AI will power insight, intuition and scale to help marketers realise the long-held desire of building individualised, contextual relationships with each prospect and customer. Although several years away from being realised by even the most advanced marketers, the long-term effects of AI should not be underestimated.
According to a 2017 Gartner Research Circle survey, most organisations are investigating or developing a strategy for how AI will apply to their business. Customer engagement and digital marketing stand out as top areas where enterprises are running early AI experiments.
An array of noteworthy applications used today will grow in prevalence over the next several years:
* Conversational experiences: Advances in natural-language processing (NLP) enable people to have increasingly conversational experiences with computers through text and voice. Current implementations are rudimentary, but as platforms grow more capable and marketers onboard more of their own data, individual conversations based on customer context will be delivered at scale.

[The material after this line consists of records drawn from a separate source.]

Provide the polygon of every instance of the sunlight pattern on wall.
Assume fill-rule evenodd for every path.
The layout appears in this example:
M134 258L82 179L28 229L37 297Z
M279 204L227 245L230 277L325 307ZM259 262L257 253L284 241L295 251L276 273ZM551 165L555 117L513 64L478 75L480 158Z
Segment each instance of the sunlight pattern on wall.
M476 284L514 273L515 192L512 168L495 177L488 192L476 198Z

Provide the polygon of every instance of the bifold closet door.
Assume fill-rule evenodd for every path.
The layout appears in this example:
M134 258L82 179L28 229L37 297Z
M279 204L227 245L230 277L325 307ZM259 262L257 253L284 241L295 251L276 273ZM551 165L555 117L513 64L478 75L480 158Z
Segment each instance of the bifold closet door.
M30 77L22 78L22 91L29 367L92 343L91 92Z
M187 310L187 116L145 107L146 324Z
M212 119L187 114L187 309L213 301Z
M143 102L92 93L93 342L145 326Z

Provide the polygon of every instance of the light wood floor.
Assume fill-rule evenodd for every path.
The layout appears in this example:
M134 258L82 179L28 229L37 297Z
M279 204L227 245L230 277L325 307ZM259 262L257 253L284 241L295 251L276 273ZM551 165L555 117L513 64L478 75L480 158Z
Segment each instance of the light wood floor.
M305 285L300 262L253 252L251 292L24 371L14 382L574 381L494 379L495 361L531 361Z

* Realtime personalisation: Context, intent and journey stage are extracted from interactions to inform the delivery of tailored content, offers and promotions using propensity modelling, machine learning, machine vision and NLP.
* Identity resolution: Machine learning algorithms help sift through and map billions of ad impressions and hundreds of millions of device identifiers to provide marketers with greater confidence that the right message reaches the right person.
* Marketing orchestration: As AI takes on more campaign orchestration duties, the construct of the campaign dialogue or journey management workboard, where marketing specialists connect different triggers, channels and content, may become obsolete.
* Augmented marketing analytics: Easier-to-use analytical capabilities continue to expand across the marketing technology landscape, including natural language querying, natural-language contribution analysis, prescriptive actions and logo detection.
Marketers are advised to connect with other leaders in their organisation to ensure everyone has the same level of understanding on current AI projects. They should also prioritise inventorying and sharing data resources.
Gartner advises organisations to focus near-term AI initiatives on data-centric, time-intensive marketing challenges. Predictive and prescriptive analytics that improve accuracy over time or testing and optimising thousands of different data and content variables are potential initial use cases.